TÜRKİYE Tekel Bayileri Platformu Başkanı Özgür Aybaş ise “Sahte değil ‘bandrolsüz’ içki” vurgusu yapıyor ve temel sıkıntının, Özel Tüketim Vergisi’nin yüksekliği (ÖTV) ve vatandaşın bilinçsizliğinden kaynaklandığını söylüyor: “Son 10 yılda içkiye yüzde 1000’in üzerinde zam geldi. Vergi yükü ağır. Bir düzenleme yapılırsa bu sorun çok hafifler. Avrupa’daki vatandaş sahte içki alıyor mu? Almıyor. Çünkü buna ihtiyacı yok. Tekel bayisine gelip- inan kaç kez yaşadım- ‘Abi var mı bandrolsüz?’ diye soruyor, talep ediyor insanlar. Ancak hiçbir Tekel bayi merdiven altı dediğimiz kaçak içkileri satmaz. Çünkü sahte içkileri imal eden, piyasaya sürenlerin yanı sıra satan kişilere de dönük ağır cezalar var. ‘Olası kastla ölümden’ 25 yıla kadar hapisle dava açılıyor. Birden çok kişi ölürse, her ölüm için 25 yıl hapis talep edilebiliyor. Niye böyle bir şey yapsın bayi? Eğer yapıyorsa da ihbar edin. Biz platform olarak bize gelen her ihbarı, mekân/ yer fark etmeksizin, polisle paylaşıyoruz. Daha dün Sarıyer’de bir adam, kız arkadaşı çok içti, hastanelik olduğu diye bayi bastı, sahibine sopayla saldırdı. Vatandaş gerçekten bilinçsiz.”

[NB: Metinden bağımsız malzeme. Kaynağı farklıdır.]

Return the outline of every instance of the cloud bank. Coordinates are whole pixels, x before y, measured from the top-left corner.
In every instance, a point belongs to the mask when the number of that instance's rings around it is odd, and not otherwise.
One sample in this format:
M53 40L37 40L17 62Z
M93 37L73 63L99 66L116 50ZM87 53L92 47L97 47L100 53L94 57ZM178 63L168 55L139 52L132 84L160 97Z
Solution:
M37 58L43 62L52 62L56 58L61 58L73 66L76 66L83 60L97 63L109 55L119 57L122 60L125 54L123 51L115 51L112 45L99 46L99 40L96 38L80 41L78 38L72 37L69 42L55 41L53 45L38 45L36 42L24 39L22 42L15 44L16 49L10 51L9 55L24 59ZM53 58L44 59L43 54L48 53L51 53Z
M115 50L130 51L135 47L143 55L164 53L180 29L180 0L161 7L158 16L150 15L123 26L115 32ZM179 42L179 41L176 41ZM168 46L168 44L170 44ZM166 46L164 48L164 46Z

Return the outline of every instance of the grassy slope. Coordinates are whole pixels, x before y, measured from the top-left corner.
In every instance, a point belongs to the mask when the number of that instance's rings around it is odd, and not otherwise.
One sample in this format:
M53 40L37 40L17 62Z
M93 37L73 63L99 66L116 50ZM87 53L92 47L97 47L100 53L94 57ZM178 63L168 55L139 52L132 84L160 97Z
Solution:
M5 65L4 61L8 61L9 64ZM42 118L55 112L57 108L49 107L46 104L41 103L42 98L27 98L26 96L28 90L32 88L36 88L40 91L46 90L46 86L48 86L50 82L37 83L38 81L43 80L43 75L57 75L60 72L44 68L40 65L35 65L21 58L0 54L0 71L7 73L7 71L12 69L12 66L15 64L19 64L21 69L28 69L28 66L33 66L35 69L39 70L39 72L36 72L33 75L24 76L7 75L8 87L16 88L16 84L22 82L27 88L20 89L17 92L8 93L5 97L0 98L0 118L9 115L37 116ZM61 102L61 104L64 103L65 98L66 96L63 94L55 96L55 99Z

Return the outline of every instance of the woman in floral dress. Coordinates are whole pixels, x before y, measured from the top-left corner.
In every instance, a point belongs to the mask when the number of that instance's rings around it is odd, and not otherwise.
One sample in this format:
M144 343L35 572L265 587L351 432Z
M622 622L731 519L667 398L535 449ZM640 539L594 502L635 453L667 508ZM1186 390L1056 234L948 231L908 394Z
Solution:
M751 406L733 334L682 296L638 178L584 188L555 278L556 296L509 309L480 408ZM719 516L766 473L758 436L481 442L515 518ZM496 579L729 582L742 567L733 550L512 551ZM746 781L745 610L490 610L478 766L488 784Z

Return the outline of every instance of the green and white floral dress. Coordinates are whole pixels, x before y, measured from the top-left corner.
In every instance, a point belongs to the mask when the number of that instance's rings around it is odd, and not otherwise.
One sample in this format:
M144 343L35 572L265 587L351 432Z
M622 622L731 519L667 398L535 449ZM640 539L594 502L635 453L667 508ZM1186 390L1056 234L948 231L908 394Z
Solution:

SAHTESİNİ NASIL ANLAYACAĞIZ
Yanıtı net: “En çok, popüler ürünlerin sahtesi yapılır. Piyasadaki en popüler ürün/ markayı değil de ara ürünleri tercih etmekte fayda var. Ayrıca çok güvendiğiniz yerlerden alışveriş yapacak, dışarı çıktıysanız da güvendiğiniz mekanlara gideceksiniz. Ürünün bandrolünü de muhakkak kontrol edin. Bandrol konusunda da uyarayım. Şişe de hatta bandrol de orijinal olabiliyor zaman zaman. İthalatçı firma iflas ediyor diyelim, iade etmek yerine elindeki bandrolü ya satıyor ya da birileri ele geçiriyor. Bunu da gördük! Sana attığım şişenin bandrolünde viski/ rom yazıyor ama şişenin içinde başka içki var. Bu sebeple çok dikkatli olunmalı ve denetimler sıklaştırılmalı.”